La coperta in teak

L’essenza di legno impiegata oggi sulla coperta di gran parte delle imbarcazioni da diporto fu in origine utilizzata per motivi militari

Può sembrare strano ma ci fu un tempo, durato alcune migliaia d’anni, durante il quale le coperte delle imbarcazioni non erano in teak. È vero che allora non esistevano quasi le imbarcazioni da diporto, ma perché mai oggi si è arrivati a mettere dei listelli di teak su delle coperte di vetroresina che sarebbero già sufficientemente stagne anche senza legno sopra?

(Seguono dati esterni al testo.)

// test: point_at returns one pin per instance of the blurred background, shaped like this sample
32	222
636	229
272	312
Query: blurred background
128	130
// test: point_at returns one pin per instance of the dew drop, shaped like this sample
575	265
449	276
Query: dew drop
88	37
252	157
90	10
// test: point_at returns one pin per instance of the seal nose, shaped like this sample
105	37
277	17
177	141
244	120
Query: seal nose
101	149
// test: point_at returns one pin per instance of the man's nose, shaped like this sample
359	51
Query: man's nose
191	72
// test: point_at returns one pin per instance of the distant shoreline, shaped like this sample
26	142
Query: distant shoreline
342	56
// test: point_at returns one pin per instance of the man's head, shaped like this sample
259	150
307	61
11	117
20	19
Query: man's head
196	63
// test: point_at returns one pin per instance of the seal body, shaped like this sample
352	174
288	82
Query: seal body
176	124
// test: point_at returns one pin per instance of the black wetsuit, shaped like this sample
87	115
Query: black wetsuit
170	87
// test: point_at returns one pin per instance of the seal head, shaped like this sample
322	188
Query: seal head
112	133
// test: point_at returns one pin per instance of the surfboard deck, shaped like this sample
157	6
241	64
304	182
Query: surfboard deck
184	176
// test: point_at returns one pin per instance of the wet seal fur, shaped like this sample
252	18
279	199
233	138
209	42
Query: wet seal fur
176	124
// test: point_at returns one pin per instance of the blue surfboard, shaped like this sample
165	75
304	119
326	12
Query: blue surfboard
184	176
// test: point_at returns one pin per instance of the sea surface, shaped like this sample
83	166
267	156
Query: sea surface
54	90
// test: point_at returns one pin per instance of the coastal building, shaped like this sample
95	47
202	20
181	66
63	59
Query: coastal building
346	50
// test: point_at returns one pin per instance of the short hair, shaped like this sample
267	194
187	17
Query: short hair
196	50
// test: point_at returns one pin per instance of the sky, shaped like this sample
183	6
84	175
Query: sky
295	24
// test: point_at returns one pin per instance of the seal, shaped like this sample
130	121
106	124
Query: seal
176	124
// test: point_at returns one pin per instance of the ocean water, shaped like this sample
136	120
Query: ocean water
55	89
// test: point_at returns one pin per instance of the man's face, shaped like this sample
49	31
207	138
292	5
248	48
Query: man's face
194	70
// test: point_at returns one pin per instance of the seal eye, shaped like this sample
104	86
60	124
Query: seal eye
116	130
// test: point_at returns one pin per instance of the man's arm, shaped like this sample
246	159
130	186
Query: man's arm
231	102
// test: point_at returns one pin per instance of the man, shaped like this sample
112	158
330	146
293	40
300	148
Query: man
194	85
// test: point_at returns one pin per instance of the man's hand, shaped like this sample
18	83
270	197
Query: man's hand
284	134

Nell’occidente la scoperta del teak iniziò un paio di secoli fa. All’epoca le navi mercantili e militari erano in legno di quercia e quando uno scafo era colpito da una palla di cannone migliaia di schegge di legno volavano attorno ferendo e uccidendo i marinai. Poi le flotte occidentali arrivarono in estremo oriente e quando i cannoni inglesi colpivano le navi degli indigeni del Sud Est asiatico le palle foravano lo scafo senza provocare schegge perché questo era costruito in teak.

Alcuni decenni dopo la marina militare inglese iniziò a costruire parti dell’opera morta e delle sovrastrutture in teak e un giorno lo usò anche per la coperta di una nave. Fino ad allora per le coperte si usavano solitamente legni chiari in modo che col sole non scaldassero sottocoperta e non scottassero i piedi dell’equipaggio che era solitamente scalzo. L’uso del teak sembrava andare contro a questa logica ma non fu così, questa essenza infatti col tempo tende a sbiancare diventando un grigio sempre più chiaro.

Alla fine del secolo XIX il teak iniziò a comparire anche a bordo delle navi passeggeri in acciaio e degli yacht in legno dove veniva sempre più apprezzato per la sua particolarità di essere chiaro e quindi di non scaldare le cabine sottostanti.

Si narra che negli Anni 30 del secolo scorso un armatore napoletano si fece costruire una barca con la coperta in teak. A Napoli il sole scalda e la coperta nuova e scura scottava i piedi. Stanco di aspettare i tempi naturali di sbiancamento del teak il signore ogni mattina arrivava al circolo con un cesto di limoni: li tagliava a metà e li passava al suo marinaio che li strofinava sul legno in modo che il succo lo impregnasse. In poco tempo la coperta divenne bianca, calpestabile a piedi nudi e non scaldò più sottocoperta.

Mezzo secolo dopo le nuove barche non erano più in legno ma in vetroresina, bianca con antisdrucciolo. Fu allora che qualcuno decise di applicare sulla coperta uno strato di teak che non aveva altra funzione che quella estetica.

“Se qualcuno vuole il legno in coperta sarà bene che si veda che è legno”, deve aver pensato una società chimica americana, che mise in commercio un prodotto fantastico in grado di pulire, conservare e rendere ancor più simile al legno il sottile strato di teak delle coperte. Gli armatori, che già avevano speso molto per avere una coperta in legno, iniziarono il rito primaverile dello “spennellamento” del teak in modo da renderlo “color legno”, ovvero marrone scuro. Tutto ciò ovviamente implicava lo scottarsi i piedi quando si saliva in coperta e l’uso obbligato delle scarpe appena usciti dall’acqua del mare ma, come si sa, chi vuol abbellire deve soffrire.

Se la barca è in legno la coperta in teak ha un suo perché, ma se la barca è in un altro materiale il teak è solo un costo maggiore all’acquisto e un peso inutile. Premesso ciò ognuno è libero di spendere i propri soldi come crede.